Número ainda é pequeno, mas cada dia aumenta mais o empreendedorismo feminino no país, e elas mostram que nos negócios não existe sexo frágil
Número ainda é pequeno, mas cada dia aumenta mais o empreendedorismo feminino no país, e elas mostram que nos negócios não existe sexo frágil

Empreendedorismo feminino ganha cada vez mais espaço

O empreendedorismo feminino cresce a passos largos no Brasil e embora ainda sejam em número menor que os homens, as mulheres mostram que nos negócios não existe sexo frágil.

Após conquistarem independência, avanços no mercado de trabalho e subirem degraus na carreira política, as mulheres chegaram no patamar que num passado muito distante era dos homens – eu me refiro ao empreendedorismo.
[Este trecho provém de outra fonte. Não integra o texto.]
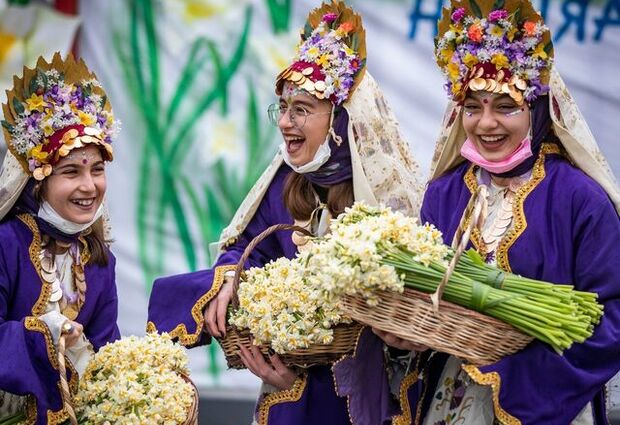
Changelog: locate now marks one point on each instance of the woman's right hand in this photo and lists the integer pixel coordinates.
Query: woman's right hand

Hoje as mulheres são a maioria da população brasileira, de acordo com o último senso feito em 2013, e tratando-se do ato de empreender são elas que mais abrem negócios, como explica uma pesquisa feita pelo Sebrae entre 2002 e 2012.

O número corresponde a 19% no aumento de empreendedoras que surgiram no Brasil nesse período. Entre os homens, o número foi bem menor, apenas 3%. Atualmente as mulheres correspondem a 31% do total de donos de empresas no país.

A força feminina no ato de empreender tem chamado atenção em algumas regiões do país, onde empresas estão sendo abertas e elas é que estão administrando.

Empreendedorismo feminino pelo mundo

Pesquisa feita neste ano pela Global Entrepreneurship and Development Institute, o mesmo responsável pelo Global Entrepreneurship Monitor, o maior estudo sobre empreendedorismo do mundo, avaliou 70 nações ao longo do último ano e revela alguns dados interessantes sobre o empreendedorismo feminino no mundo.

Os Estados Unidos aparecem como primeiro colocado, seguidos de Austrália, Reino Unido e Dinamarca. O Brasil ocupa a 55ª posição no ranking atual. Foram avaliados 33 aspectos econômicos e sociais, como igualdade de gêneros, absorção de tecnologia, liderança feminina e aceitação ao risco. Os países, então, ganham notas de 0 a 100.

Empreendedorismo feminino ganha força no mundo inteiro
Empreendedorismo feminino ganha força no mundo inteiro

Durante a votação a nota brasileira foi de 31,1 pontos; Os Estados Unidos, 82,9; e o último colocado, o Paquistão, 15,2.

Se formos analisar a posição que ocupa o Brasil é muito pouco para um país em que as mulheres são maioria. De acordo com os dados do IBGE de 2013, viviam no Brasil 103,5 milhões de mulheres, o equivalente a 51,4% da população. O que está sendo analisado não é a alta população de mulheres no país, mas sim a influência delas na sociedade.

O resultado da pesquisa é culpa delas? Claro que não! Infelizmente no Brasil algumas políticas precisam mudar e deixar que essas novas empreendedoras possam emancipar-se no mundo dos negócios.

Exemplos como a igualização de salários, preconceito, estudo e a evolução dos seus direitos diante de uma sociedade precisam ser revistos. Os princípios do Empoderamento das mulheres precisam avançar e muito em nosso país.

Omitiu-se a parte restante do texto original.